How do you solve Maximum Points Tourist Can Earn on LeetCode?

Maximum Points Tourist Can Earn (LeetCode #3332) can be solved using Brute Force or Optimal Solution. The optimal approach is Optimal Solution with O(n^2 * k) time complexity and O(n * k) space complexity. Key insight: Dynamic programming helps optimize the exploration of paths by storing intermediate results.

What is the time complexity of Maximum Points Tourist Can Earn?

The optimal solution for Maximum Points Tourist Can Earn runs in O(n^2 * k) time and uses O(n * k) space. This complexity arises because we fill a DP table of size k x n, where each cell requires checking all previous cities.

What is the brute force solution for Maximum Points Tourist Can Earn?
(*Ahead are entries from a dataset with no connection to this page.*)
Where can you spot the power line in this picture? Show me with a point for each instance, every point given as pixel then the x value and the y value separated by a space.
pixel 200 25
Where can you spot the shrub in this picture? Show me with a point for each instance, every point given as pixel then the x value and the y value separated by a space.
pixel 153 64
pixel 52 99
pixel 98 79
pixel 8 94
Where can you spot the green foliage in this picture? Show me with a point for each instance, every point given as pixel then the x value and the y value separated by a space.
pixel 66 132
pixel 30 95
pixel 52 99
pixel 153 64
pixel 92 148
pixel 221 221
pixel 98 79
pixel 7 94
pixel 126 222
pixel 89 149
The brute force approach for Maximum Points Tourist Can Earn is Brute Force, with O(n^k) time complexity and O(k) space complexity. The brute-force approach tries all possible combinations of staying and traveling across the cities for each day. This method is straightforward but inefficient as it explores every possible path. The optimal Optimal Solution approach improves this to O(n^2 * k).

What algorithm or data structure is used to solve Maximum Points Tourist Can Earn?

Maximum Points Tourist Can Earn uses the following concepts: Array, Dynamic Programming, Matrix. The recommended patterns to study are: Dynamic Programming, Matrix Traversal.

What are the interview tips for Maximum Points Tourist Can Earn?

Always explain your thought process clearly, especially when transitioning from brute force to optimal solutions. Be ready to discuss the trade-offs between time and space complexity. Practice explaining your code as you write it, as this simulates the interview environment.

What are common mistakes when solving Maximum Points Tourist Can Earn?

Not considering all possible paths, especially when moving between cities. Failing to initialize the DP table correctly, leading to incorrect results.

#3332

Maximum Points Tourist Can Earn

Medium

ArrayDynamic ProgrammingMatrixDynamic ProgrammingMatrix Traversal

LeetCode ↗

Approaches

Brute ForceOptimal

Complexity Comparison

	Brute Force	Optimal Solution★
Time	O(n^k)	O(n^2 * k)
Space	O(k)	O(n * k)

💡

Intuition

Time O(n^2 * k)Space O(n * k)

The optimal solution uses dynamic programming to build up the maximum points achievable day by day, considering both staying and traveling options. This significantly reduces the number of calculations by storing intermediate results.

⚙️

Algorithm

3 steps

1Step 1: Initialize a DP table where dp[day][city] represents the maximum points achievable on 'day' while in 'city'.
2Step 2: For each day, calculate the maximum points for each city by considering both staying and moving to other cities.
3Step 3: Return the maximum value from the last day across all cities.

solution.py8 lines

1def maxPoints(n, k, stayScore, travelScore):
2    dp = [[0] * n for _ in range(k)]
3    for city in range(n):
4        dp[0][city] = stayScore[0][city]
5    for day in range(1, k):
6        for city in range(n):
7            dp[day][city] = stayScore[day][city] + max(dp[day - 1][c] + travelScore[c][city] for c in range(n))
8    return max(dp[k - 1])

ℹ

Complexity note: This complexity arises because we fill a DP table of size k x n, where each cell requires checking all previous cities.

1Dynamic programming helps optimize the exploration of paths by storing intermediate results.
2Understanding the structure of the problem allows for breaking it down into manageable subproblems.

Solutions and explanations are original Tejav content. Problem titles © LeetCode — use the LeetCode button above for the full problem statement.